Esto significa que, a nivel técnico y visual, son indistinguibles incluso para los expertos sin el uso de equipos especializados.
Como ocurre con cualquier innovación, los cambios necesitan tiempo para ser aceptados y por eso pasaran años hasta que los diamantes se instalen en la sociedad actual y consigan un porcentaje amplio del mercado total del diamante.
Sin embargo, lo más razonable es pensar que ambos tipos de diamantes coexistirán, ofreciendo alternativas distintas para diferentes perfiles de consumidores: aquellos que valoran la procedencia natural y quienes priorizan la sostenibilidad, la ética o el precio.
Ante la continua pregunta de: “¿Son los diamantes creados en laboratorio diamantes reales?

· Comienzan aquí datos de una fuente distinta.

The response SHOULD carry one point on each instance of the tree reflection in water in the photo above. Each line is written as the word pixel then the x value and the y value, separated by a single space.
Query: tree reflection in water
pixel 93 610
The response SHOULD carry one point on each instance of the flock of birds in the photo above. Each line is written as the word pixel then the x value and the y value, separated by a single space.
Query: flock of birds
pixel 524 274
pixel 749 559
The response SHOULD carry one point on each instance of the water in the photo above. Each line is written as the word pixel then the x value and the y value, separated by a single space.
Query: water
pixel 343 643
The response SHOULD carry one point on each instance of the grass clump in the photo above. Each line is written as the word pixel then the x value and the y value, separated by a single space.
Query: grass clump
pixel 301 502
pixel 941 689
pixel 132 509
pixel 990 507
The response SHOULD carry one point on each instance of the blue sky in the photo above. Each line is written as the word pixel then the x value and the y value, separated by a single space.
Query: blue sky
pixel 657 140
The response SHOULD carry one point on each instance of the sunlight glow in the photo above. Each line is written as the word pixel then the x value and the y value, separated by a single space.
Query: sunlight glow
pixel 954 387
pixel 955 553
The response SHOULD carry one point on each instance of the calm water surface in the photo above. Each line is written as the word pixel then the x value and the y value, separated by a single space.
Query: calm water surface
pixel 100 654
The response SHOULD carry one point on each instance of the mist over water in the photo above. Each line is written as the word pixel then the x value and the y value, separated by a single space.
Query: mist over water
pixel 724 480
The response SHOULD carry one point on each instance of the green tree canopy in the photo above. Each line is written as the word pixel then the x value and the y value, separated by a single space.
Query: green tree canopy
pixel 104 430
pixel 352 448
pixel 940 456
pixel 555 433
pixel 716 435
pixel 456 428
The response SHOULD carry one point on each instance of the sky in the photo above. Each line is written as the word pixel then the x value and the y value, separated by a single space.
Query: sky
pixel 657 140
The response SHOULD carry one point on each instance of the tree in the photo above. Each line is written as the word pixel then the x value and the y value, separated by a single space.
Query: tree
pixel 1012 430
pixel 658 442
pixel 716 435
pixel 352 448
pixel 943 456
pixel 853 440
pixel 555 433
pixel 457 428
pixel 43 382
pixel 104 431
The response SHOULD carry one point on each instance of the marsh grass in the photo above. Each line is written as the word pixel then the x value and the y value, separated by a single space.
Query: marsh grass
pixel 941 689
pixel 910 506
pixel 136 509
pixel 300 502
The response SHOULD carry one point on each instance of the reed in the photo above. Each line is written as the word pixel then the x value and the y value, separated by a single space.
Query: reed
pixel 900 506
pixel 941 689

La única respuesta válida es “SÍ, lo son”.
Los diamantes creados en laboratorio se denominan también diamantes sintéticos. Este término da a lugar a confusión ya que el término “sintético” puede llevar a pensar que los diamantes producidos en laboratorio son falsos.
La diferencia entre un diamante creado en laboratorio y uno natural está en el ORIGEN. Uno está creado por la mano del hombre en un laboratorio utilizando tecnología de vanguardia y el otro está formado por la naturaleza sin intervención humana.
Los diamantes sintéticos o hechos en laboratorio NO son circonitas cúbicas. Mientras las circonitas son una imitación del diamante y están compuestas de óxido de zirconio, los diamantes creados tienen las mismas propiedades físicas y químicas de un diamante extraído (carbono puro).